The folks who lived there had a better understanding of nature’s limits. In the 20th century, the Army Corps of Engineers, federal programs and agencies, local governments, as well as private developers came in. They thought that coastal areas could be stabilized and made suitable for large-scale development.

That has really led to the point where not only do these areas continue to be subject to massive storms, but the sheer number of people who are living in these areas is mind-boggling, given how vulnerable they are.

Once these federal agencies came in, what did they do?

Bridges and causeways were built right up to the ocean’s door and, all of a sudden, Americans were flocking to the sea to build second homes. Suddenly, African-Americans are in the cross hairs of this growth industry. Many of the decisions that were being made were similar to the decisions that were being made in the cities with urban renewal, where black neighborhoods were the ones being demolished and cleared out.

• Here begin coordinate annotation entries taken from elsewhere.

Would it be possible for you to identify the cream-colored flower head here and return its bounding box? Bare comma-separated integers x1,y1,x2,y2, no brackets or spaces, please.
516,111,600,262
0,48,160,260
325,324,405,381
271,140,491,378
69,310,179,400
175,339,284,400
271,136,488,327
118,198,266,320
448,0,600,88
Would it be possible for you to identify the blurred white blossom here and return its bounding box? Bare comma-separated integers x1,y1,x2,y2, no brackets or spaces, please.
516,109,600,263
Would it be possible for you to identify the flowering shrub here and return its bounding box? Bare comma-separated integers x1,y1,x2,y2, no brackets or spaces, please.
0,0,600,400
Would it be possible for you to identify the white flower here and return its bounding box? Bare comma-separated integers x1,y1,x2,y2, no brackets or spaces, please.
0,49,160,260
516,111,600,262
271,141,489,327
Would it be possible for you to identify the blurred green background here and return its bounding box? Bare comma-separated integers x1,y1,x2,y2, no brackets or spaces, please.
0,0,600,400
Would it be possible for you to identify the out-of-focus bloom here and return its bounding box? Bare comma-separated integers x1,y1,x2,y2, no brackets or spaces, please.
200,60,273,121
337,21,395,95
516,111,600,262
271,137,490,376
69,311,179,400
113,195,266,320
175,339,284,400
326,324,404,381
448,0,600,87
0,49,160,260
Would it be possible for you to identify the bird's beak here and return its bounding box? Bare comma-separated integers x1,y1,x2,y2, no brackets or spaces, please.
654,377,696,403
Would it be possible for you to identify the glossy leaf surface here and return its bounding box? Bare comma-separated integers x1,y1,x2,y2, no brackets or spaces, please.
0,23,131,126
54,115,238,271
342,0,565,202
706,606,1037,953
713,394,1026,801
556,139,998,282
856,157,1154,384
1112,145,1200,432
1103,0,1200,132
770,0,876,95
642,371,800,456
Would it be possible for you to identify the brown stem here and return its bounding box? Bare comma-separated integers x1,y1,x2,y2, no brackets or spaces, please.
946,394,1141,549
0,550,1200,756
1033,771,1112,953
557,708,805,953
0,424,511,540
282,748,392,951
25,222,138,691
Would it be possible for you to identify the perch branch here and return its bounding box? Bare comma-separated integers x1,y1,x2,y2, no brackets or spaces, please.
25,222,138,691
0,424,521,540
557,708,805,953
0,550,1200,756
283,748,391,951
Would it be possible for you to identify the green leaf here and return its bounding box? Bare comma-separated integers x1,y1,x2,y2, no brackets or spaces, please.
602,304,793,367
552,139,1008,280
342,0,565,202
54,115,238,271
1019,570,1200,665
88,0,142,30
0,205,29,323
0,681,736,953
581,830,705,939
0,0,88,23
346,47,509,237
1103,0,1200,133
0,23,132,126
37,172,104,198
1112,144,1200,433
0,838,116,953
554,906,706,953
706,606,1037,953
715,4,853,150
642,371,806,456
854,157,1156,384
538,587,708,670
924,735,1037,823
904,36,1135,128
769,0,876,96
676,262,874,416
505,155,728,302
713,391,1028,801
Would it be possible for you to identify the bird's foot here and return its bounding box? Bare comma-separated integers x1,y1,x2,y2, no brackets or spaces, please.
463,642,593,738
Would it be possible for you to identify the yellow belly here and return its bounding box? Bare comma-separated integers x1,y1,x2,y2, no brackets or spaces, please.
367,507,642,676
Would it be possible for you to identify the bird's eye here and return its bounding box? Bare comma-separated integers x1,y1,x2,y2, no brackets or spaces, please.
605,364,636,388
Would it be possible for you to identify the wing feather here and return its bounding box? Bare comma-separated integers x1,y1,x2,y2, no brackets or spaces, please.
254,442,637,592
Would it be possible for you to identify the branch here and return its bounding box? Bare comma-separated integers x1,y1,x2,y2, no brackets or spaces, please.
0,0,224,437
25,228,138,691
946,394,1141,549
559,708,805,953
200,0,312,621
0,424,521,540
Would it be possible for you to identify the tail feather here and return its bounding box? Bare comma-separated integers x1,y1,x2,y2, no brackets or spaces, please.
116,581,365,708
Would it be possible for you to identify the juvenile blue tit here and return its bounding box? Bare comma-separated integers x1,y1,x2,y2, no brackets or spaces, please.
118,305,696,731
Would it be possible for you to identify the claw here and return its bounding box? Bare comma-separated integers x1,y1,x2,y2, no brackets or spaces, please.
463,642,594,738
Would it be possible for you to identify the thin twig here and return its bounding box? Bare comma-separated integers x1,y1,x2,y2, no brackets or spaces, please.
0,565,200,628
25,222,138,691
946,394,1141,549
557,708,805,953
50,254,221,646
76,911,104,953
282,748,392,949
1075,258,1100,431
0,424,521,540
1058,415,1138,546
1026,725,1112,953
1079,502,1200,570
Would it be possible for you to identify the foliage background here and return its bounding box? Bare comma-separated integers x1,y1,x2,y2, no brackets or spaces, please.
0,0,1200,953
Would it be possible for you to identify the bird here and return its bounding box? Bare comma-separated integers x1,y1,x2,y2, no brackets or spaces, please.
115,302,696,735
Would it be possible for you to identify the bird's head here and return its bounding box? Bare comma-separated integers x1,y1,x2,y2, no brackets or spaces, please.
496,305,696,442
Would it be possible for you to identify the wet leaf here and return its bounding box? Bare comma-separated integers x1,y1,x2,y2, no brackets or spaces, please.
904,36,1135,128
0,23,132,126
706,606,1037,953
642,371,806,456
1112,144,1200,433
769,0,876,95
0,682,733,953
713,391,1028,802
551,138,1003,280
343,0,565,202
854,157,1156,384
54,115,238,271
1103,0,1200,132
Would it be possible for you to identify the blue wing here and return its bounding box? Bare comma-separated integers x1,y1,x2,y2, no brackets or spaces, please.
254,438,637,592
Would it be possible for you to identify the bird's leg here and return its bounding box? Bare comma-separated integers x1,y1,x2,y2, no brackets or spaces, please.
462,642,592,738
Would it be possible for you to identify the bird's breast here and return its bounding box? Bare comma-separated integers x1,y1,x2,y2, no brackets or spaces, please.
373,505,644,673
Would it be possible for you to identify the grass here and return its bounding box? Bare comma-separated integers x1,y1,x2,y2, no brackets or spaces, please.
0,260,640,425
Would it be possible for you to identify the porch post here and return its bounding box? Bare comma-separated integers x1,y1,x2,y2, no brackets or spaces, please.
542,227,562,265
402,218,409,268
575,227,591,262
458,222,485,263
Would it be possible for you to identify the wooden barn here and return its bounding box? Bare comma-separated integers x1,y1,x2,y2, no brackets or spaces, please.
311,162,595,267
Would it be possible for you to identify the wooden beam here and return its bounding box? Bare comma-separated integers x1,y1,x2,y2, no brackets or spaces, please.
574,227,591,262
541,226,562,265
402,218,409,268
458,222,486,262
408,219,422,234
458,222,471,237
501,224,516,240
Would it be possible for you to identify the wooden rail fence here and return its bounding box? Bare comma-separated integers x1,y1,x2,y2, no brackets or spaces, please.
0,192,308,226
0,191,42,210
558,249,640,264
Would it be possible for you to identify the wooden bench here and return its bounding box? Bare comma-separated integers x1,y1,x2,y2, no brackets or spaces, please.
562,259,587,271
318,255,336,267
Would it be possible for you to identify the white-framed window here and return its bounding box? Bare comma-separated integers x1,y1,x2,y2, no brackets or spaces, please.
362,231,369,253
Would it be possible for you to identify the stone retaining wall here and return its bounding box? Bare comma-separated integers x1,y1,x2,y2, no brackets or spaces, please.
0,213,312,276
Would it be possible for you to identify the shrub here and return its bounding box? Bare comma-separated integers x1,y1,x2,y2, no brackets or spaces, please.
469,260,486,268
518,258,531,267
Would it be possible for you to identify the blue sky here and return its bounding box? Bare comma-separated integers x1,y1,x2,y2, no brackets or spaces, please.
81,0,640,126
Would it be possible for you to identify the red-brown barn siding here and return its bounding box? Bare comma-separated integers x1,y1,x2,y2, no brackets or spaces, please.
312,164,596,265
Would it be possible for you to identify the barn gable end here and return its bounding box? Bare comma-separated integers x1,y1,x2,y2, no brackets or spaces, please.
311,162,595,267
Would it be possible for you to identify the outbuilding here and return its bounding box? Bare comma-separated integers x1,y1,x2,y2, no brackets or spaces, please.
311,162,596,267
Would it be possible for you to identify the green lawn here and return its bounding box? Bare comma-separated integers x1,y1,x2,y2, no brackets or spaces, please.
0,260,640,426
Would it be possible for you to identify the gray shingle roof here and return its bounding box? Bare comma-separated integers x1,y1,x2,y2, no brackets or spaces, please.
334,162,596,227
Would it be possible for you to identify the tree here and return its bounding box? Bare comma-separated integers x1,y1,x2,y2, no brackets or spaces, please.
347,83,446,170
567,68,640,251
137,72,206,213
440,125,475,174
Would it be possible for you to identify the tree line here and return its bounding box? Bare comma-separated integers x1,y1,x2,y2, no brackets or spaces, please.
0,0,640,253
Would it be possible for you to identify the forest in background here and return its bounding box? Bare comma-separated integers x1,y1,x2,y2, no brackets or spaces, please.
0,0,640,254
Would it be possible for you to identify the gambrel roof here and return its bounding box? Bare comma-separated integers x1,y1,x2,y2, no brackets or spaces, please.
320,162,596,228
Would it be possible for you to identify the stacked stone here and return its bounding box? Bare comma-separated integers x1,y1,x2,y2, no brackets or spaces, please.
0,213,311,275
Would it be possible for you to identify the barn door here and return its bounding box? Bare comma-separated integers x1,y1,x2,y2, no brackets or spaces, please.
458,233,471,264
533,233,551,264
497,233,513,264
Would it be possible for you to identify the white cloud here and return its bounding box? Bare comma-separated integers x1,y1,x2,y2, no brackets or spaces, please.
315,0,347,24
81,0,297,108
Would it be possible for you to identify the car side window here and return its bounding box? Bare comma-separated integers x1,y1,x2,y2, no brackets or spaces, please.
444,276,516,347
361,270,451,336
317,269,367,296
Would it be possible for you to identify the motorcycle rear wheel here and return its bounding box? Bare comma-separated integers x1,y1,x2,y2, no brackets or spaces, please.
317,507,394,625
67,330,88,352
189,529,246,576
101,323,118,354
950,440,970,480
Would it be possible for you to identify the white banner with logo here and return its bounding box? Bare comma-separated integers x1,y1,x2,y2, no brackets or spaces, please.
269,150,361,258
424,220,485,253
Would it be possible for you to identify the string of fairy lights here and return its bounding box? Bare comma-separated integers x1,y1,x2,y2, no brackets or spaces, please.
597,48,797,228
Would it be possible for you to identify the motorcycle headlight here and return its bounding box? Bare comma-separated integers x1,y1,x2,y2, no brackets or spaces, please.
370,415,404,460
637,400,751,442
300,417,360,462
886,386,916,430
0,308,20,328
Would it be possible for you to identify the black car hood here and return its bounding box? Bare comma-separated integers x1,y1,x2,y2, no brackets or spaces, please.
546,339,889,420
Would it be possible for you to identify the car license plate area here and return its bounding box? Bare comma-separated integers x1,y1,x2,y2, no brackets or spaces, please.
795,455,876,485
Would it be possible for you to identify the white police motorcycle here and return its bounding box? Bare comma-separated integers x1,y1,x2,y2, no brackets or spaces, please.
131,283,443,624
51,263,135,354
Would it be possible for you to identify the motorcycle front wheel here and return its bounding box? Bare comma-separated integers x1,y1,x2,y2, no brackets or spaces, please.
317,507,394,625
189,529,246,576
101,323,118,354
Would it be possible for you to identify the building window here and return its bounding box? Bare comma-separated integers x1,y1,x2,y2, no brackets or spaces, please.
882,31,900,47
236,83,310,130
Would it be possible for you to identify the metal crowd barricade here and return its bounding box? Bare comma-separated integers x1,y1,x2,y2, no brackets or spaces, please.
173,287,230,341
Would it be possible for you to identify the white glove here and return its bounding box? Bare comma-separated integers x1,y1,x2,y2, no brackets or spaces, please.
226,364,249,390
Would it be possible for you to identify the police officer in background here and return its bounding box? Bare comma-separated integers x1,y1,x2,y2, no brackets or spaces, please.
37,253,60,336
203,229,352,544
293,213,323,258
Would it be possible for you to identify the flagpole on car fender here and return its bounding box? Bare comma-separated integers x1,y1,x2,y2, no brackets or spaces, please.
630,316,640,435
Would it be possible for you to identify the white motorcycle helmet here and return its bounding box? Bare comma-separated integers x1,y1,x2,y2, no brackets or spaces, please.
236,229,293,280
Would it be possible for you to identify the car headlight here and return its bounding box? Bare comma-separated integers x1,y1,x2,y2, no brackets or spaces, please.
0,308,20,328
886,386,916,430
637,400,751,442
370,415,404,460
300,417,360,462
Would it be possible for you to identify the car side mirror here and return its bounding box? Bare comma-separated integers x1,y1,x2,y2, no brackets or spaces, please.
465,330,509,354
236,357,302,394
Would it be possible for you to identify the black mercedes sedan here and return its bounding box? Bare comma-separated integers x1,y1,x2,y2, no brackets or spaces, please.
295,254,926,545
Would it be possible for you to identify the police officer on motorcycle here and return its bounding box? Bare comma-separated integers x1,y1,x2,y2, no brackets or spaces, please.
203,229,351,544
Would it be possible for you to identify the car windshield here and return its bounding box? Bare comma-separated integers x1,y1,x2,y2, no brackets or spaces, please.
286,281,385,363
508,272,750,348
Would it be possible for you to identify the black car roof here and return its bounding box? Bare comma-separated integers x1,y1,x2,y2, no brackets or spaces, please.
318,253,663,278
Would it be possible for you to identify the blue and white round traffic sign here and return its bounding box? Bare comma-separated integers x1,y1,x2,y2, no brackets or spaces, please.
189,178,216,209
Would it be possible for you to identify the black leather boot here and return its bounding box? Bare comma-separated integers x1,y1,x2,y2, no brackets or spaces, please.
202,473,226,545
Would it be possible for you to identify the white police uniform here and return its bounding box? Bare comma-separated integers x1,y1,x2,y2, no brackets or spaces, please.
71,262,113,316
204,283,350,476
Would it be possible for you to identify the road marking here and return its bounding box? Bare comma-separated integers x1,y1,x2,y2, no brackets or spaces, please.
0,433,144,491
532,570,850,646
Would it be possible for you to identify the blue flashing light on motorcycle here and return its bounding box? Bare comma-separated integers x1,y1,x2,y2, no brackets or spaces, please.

Similarly, decisions were often being made by the Army Corps of Engineers and local officials that would literally eat away at black-owned land. There were communities whose acreage was washed-out to sea, as a result of erosion that was directly caused by the engineering decisions that were being made by public officials in the interest of facilitating commerce and growing the economy. Again, growing the economy at the expense of vulnerable populations.

Here we have this effort to enhance the environment in the interest of economic growth, but doing so in a way that really destroyed the foundations of black communities.

What were the long-term consequences of these decisions?

The very types of environmental engineering practices and other measures that aimed to make these areas what they are today, and worked to build up the coastal real estate markets, ultimately did so in ways that were damaging to the environment and unsustainable. They were the very same measures that worked to displace and dispossess black people of their land a century ago.

These are the same areas that are now facing a dire threat from this hurricane.